First Issued: March 2004
Reissued: 22 August 2012
Revised (substantive): n/a
Part I: Editor’s Introduction to Chambers’ two Cyclopædia articles on design
TRANSCRIPTION of the two articles on design from the first and eighth editions of Ephraim Chambers’ popular Cyclopædia, or, an Universal Dictionary of Arts and Sciences is provided here in HTML format for my colleagues in the design community.
As I have argued before, Ephraim Chambers (1680?–1740) compiled his Cyclopædia at a time when design was still an integral part of the technological arts & sciences, largely because the divine (god and/or nature) was still conceived as the quintessential designer. Throughout the early modern period, investigation of the natural world reinforced the culture’s deep appreciation for the undergirding aesthetic of divine design, in turn prompting sustained reflection on how such wonders related to human practices (for example, see the introductory essay on Robert Hooke in the Players section). As such, the study and practice of design offered one important means of comprehending the natural world and the human being’s role within it.
Far from being an antique curiosity, early-modern scientific interest in the design of the natural world actually dovetails with post-modern philosophico-religious debates over what’s come to be known as “intelligent design.” And 17th-century students of natural design had much in common with those of us today who look to nature’s designs for improved, more sustainable models of development. Of note, this renaissance of interest in nature’s designs has attracted more than just artists, designers and engineers. It is not limited to the usual academics such as zoologist Steven Vogel, author of Cats’ Paws and Catapults: Mechanical Worlds of Nature and People, but extends, as it did in the 17th and 18th centuries, to the titans of commerce, such as social entrepreneur Ray Anderson, author of Confessions of a Radical Industrialist: Profits, People, Purpose — Doing Business by Respecting the Earth. In his book, Anderson argues passionately about the pressing need for “a vast, ethically driven redesign of our industrial system, a new industrial revolution that corrects the many things the first one got wrong,” presenting the transformation of his billion-dollar carpet business, Interface, from “an extension of the petrochemical industry” to a model business case for sustainability, as partly inspired by the very physical environment it seeks to sustain:
... Even better, taking a sledgehammer to conventional wisdom [which reflects and reinforces the “take-make-waste” industrial economy] has thrown innovation into overdrive. We’ve patented machines, processes, and products that do a whole lot more with a whole lot less, and better, too. Each year, more of our products take their inspiration from nature, exhibiting nature’s beauty as well as benefiting from her genius for design that has been perfected over billions of years.
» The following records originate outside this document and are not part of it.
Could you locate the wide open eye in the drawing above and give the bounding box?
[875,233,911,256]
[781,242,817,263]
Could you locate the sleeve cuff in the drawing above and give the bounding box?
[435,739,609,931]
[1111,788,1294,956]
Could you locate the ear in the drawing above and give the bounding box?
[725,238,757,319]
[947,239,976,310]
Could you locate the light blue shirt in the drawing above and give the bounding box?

We’re making more of our carpets from recycled materials, too; at last count, we’ve kept 175 million pounds of carpet out of landfills and trimmed the scrap we generate and send to the landfills by 78 percent. Now, what used to be waste for the landfill goes back into our factories as feedstock. Valuable organic molecules are salvaged to be used again and again, with less fresh oil required each year, emulating nature in our industrial processes. After all, in nature, one organism’s waste becomes another organism’s food.
(Anderson, Confessions of a Radical Industrialist, 4)
Questions about whether biological designs are somehow intrinsically more appropriate to human activity than human designs (Vogel thinks not, arguing for the advantages of human engineering techniques in achieving human goals) have been with us for centuries, and there is much we can learn from the debates over design in different eras and cultures. Chambers’ inclusion of design terms in his Cyclopædia testifies to design’s past prominence as a respected “universal” art/science, while at the same time binding it closely to a particular time and place. Tied to painting, industrial arts, and evolving technologies (such as the camera obscura), design back then was both like, and unlike, what we think of as design today.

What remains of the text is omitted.